What personalized styling services like Stitch Fix are advocating, however, take much of that personal choice away, on the premise that their data science can do it better. They are trying to change the shopping habit, by delaying that gratification, and delivering a surprise at the end. This will not appeal to many people. The fashionistas and fast fashion fans, who account for majority of the apparel market, will prefer that instant reward of choice. While they may try out personalized styling services, they are unlikely to stick around. There is no fierce loyalty to Stitch Fix, since it is a service, not a brand with evocative attributes. Also, the idea of relinquishing personal apparel choices to an algorithm can prompt a degree of defensiveness, especially with those who pride themselves as having good tastes.

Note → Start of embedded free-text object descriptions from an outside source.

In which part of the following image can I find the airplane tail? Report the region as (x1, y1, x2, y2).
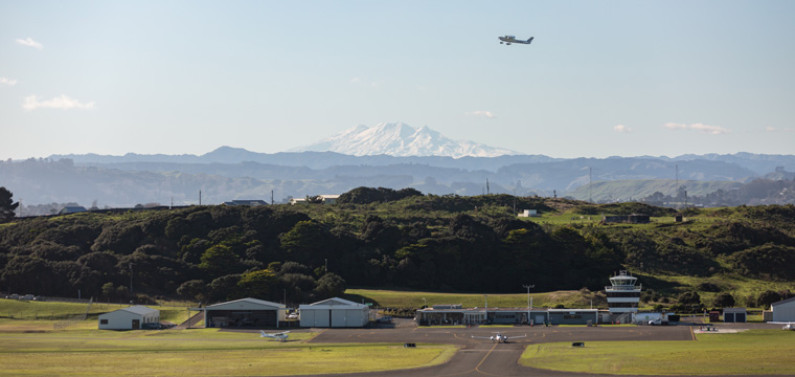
(260, 331, 266, 337)
(527, 37, 534, 44)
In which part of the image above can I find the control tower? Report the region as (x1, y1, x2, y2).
(606, 270, 641, 313)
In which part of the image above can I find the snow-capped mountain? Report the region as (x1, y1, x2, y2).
(293, 122, 518, 158)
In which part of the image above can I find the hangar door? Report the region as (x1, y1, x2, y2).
(308, 310, 329, 327)
(345, 311, 363, 327)
(208, 310, 276, 328)
(725, 312, 746, 322)
(331, 309, 346, 327)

Consequently, Stitch Fix is left with people who do not enjoy the shopping experience and would rather outsource it. But how valuable are these customers? From the cohort analysis above, not very. Stitch Fix customers seem to be spending less over time, or disappearing altogether. People with inherent disinterests in shopping are not as valuable as the fashionistas and fast fashion fans, who can be relied upon to keep buying.
No Man’s Land
Fashion needs to excite and engage. Nike did wonders with Michael Jordan back in the 80s, and it continues to produce dividends to this day. For years, H&M has been collaborating with the hottest designers like Lanvin and Viktor&Rolf to remain part of the zeitgeist.
Buzz sells. Algorithm by itself does not. Nordstrom just shut down Trunk Club, after years of trying to turn it around. THE YES, another personalized styling service, has been sold to Pinterest, which is only keeping the technology and plans to sunset the THE YES app as well as website post merger. These demises may suggest that the apparel box business model in its current form may have existential challenges.
Stitch Fix offers convenience for people who are not so keen on shopping or clothes, but they are a limited breed with sporadic purchases. Venturing outside of this core demographic further dilutes the stickiness. Without offering any enticing collections, Stitch Fix does not appeal to mainstream shoppers either. It is a tough no-man’s land.
As for the stock, it is dwelling in similar ambivalence, being neither a high-growth brand nor a marketplace aggregator.